Fix OAI-PMH *from* race condition between server and FeederService
An OAI-PMH server may update its data only once per day during a cronjob.
FeederService.feed(..) and BundlesSourceService.updateAfterFeeding(..) currently assume, with respect with their update to the incremental harvesting "from" parameter that the OAI-PMH server data is up-to-date, serving out all OAI records between from
and now. Here lies a race condition, exmplified with the following scenario.
todayAt22hrs: SchedulerConfiguration triggers -> FeederService harvests from lastDayAt22hrs until now (i.e. ~ todayAt22hrs) ... the OAI-PMH server does not report any new records in this timeframe. therefore, FeederServer doesn't get returned any records. FeederServer updates the from
value to today at 22 hrs
.
todayAt23hrs: the daily OAI-PMH server cronjob kicks in and adds to its index **all new records that have appeared between lastDayAt23hrs until now (i.e. ~ todayAt23hrs).
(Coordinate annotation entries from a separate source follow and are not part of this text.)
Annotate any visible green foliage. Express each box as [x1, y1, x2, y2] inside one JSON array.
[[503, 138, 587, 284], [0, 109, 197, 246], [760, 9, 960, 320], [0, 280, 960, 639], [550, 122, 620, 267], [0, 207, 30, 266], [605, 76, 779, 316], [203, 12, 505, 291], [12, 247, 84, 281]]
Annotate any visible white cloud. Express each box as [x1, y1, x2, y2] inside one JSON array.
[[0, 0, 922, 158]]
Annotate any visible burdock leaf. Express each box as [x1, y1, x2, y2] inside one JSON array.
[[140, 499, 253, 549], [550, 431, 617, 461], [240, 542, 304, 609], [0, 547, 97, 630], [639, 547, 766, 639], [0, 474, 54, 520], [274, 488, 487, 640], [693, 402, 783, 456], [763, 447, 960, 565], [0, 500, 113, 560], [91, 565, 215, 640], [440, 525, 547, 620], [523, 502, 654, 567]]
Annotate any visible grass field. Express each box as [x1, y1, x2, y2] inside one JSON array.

It adds new records with their lastModifiedDate
value set to the corresponding time when these records were added during the OAI-PMH server editor's business hours.
This repeats on and on with no records ever being added, and actually records being skipped.
The Solution would be to have from
not being updated to the time of startOfTodaysIncrementalHarvesting, but instead keep (or update) it to the value of the last latest identified lastModifiedDate
encountered in some previous harvesting ... this may result in the same from interval start being queried continously for several days until at least one next record is found - whose lastModifiedDate will be used.